Eleanor had had four children. Even from the beginning, when she was a girl of twenty who barely knew what men were supposed to do, she had enjoyed her husband’s love-making. But it had never been so good as it was now, now when they were nearly middle-aged. Sometimes, in the day-time, when she looked up from her letters or lowered her parasol, he could meet her eye and make her blush.
He lifted her to her feet now so that she stood facing him. Nathaniel knelt down and took off her feathered satin slippers. Then he lifted up the hem of her nightgown to expose her blue-white legs. His beard tickled her skin as he laid his face against her thigh.
An hour later, Eleanor and Nathaniel fell asleep in each other’s arms. In all the dark house, Grace was the only one who lay awake. She held on to her pillow, and waited for the water and her fears to recede.
‘My mother was a Holborough, you know,’ Clio said.
Elizabeth did know.
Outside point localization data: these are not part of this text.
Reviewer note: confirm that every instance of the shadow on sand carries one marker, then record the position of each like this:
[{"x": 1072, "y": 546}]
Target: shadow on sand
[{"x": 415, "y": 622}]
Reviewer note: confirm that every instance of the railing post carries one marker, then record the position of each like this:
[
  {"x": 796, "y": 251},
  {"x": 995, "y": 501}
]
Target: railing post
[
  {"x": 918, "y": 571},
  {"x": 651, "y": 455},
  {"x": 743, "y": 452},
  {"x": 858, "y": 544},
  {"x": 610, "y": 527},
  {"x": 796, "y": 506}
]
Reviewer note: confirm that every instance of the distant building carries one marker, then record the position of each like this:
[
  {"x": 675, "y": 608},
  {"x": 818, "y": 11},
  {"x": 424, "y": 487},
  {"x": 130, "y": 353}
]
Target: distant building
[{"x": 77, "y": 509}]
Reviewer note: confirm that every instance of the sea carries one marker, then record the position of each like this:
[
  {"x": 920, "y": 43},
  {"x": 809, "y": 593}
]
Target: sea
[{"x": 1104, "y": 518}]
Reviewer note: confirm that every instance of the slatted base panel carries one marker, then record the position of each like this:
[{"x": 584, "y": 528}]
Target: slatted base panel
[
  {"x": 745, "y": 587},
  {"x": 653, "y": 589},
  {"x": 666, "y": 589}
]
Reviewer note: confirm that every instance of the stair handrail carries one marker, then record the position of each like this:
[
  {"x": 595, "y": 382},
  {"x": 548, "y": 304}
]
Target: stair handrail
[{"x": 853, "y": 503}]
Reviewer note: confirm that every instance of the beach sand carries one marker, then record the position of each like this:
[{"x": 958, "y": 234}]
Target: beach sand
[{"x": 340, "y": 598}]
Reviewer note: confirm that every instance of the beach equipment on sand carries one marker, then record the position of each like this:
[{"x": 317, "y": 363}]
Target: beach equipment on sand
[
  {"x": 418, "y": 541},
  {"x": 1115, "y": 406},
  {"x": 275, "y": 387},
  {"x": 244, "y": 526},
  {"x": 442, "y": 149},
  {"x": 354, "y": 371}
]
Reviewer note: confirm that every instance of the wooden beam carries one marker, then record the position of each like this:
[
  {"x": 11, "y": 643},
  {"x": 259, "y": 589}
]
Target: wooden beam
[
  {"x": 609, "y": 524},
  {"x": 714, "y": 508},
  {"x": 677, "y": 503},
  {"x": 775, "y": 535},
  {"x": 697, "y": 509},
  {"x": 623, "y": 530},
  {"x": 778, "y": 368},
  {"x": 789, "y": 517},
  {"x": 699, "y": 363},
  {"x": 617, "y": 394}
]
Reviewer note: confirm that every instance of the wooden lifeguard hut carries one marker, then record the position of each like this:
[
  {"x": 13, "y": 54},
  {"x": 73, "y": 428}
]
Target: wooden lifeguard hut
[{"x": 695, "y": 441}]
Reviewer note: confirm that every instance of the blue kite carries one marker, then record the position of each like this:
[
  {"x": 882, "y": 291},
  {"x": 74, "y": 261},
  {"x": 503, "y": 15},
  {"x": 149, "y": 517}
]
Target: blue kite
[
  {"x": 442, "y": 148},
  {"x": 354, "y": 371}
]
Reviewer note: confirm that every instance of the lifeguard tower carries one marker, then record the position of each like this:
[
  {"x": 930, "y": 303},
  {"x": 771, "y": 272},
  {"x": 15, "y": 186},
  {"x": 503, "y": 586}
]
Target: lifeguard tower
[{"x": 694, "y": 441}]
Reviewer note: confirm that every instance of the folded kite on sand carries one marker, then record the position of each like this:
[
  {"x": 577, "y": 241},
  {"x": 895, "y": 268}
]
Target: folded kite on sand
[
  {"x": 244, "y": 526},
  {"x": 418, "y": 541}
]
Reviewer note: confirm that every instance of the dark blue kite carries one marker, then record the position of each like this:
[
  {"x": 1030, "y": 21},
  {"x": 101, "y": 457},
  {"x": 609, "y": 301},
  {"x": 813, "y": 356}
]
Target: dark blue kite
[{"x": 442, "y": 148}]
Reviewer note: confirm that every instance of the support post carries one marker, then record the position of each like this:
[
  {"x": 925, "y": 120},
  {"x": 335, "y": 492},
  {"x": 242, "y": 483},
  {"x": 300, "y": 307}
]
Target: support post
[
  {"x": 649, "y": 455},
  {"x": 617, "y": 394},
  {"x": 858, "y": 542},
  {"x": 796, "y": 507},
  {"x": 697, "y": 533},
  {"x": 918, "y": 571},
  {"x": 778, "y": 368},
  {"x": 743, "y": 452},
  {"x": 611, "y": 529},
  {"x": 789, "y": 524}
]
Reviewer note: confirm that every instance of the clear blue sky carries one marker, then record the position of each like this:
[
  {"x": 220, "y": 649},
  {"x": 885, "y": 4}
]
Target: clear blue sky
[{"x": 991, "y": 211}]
She also knew that Clio’s grandmother had been Miss Constance Earley, who had married Sir Hubert Holborough, Bt, of Holborough Hall, Leicestershire, in 1875. Her daughters had been born in April 1877.
Lady Holborough never fully recovered from the stress of the twin pregnancy and birth, and she lived the rest of her life as a semi-invalid. There were no more children. Blanche and Eleanor Holborough spent their childhood in rural isolation in Leicestershire, best friends as well as sisters.
Elizabeth knew all this, and more. She had the family diaries, letters, Bibles, copies of birth and death certificates, the biographer’s weight of bare facts and forgotten feelings from which to flesh out her people. She thought she knew more about the history of their antecedents than Clio had ever done, and Clio had forgotten so much. Clio could not even remember what they had talked about last time they met.
And yet Clio possessed rare pools of memory in which the water was so clear that she could stare down and see every detail of a single day, a day that had been submerged long ago by the flood of successive days pouring down upon it. Elizabeth wanted to lean over her shoulder and look into those pools too. That was why she came to sit in this room, with her miniature tape-recorder and her notebook, to look at reflections in still water.
‘A Holborough. Yes,’ Elizabeth said.
‘Mother used to tell me stories about when she was a little girl.’
When Blanche and Eleanor were girls, a hundred years ago.
‘What sort of stories?’
Clio gave her cunning look, to show that she was aware of the eagerness behind the question. ‘Stories …’ she said softly, on an expiring breath.
There was a silence, and then she began.
‘Holborough was a fine house. Not on the scale of Stretton, of course, but it was the first house in the neighbourhood. There was a maze in the gardens. Mother and Aunt Blanche used to lead new governesses into it and lose them. They knew every leaf and twig themselves. They would slip away and leave the poor creatures to wander all the afternoon. Then the gardeners would hear the pitiful cries, and come to the rescue.’
Elizabeth had visited Holborough Hall. After it had been sold in the Twenties it had been a preparatory school and then in wartime a training camp for Army Intelligence officers. After the war it had stood empty, and then seen service as a school again. Lately it had become a conference centre. The famous maze had survived, just. It looked very small and dusty, marooned in a wide sea of tarmac on which delegates parked their cars.
‘Can’t you imagine them?’ Clio was saying. ‘Identical little girls in pinafores, whisking gleefully and silently down the green alleys?’
Elizabeth smiled. ‘Yes, I can imagine.’
‘They had to make their own amusements. There were no other children. It wasn’t like it was for me, living in the middle of Oxford, with brothers and cousins always there.’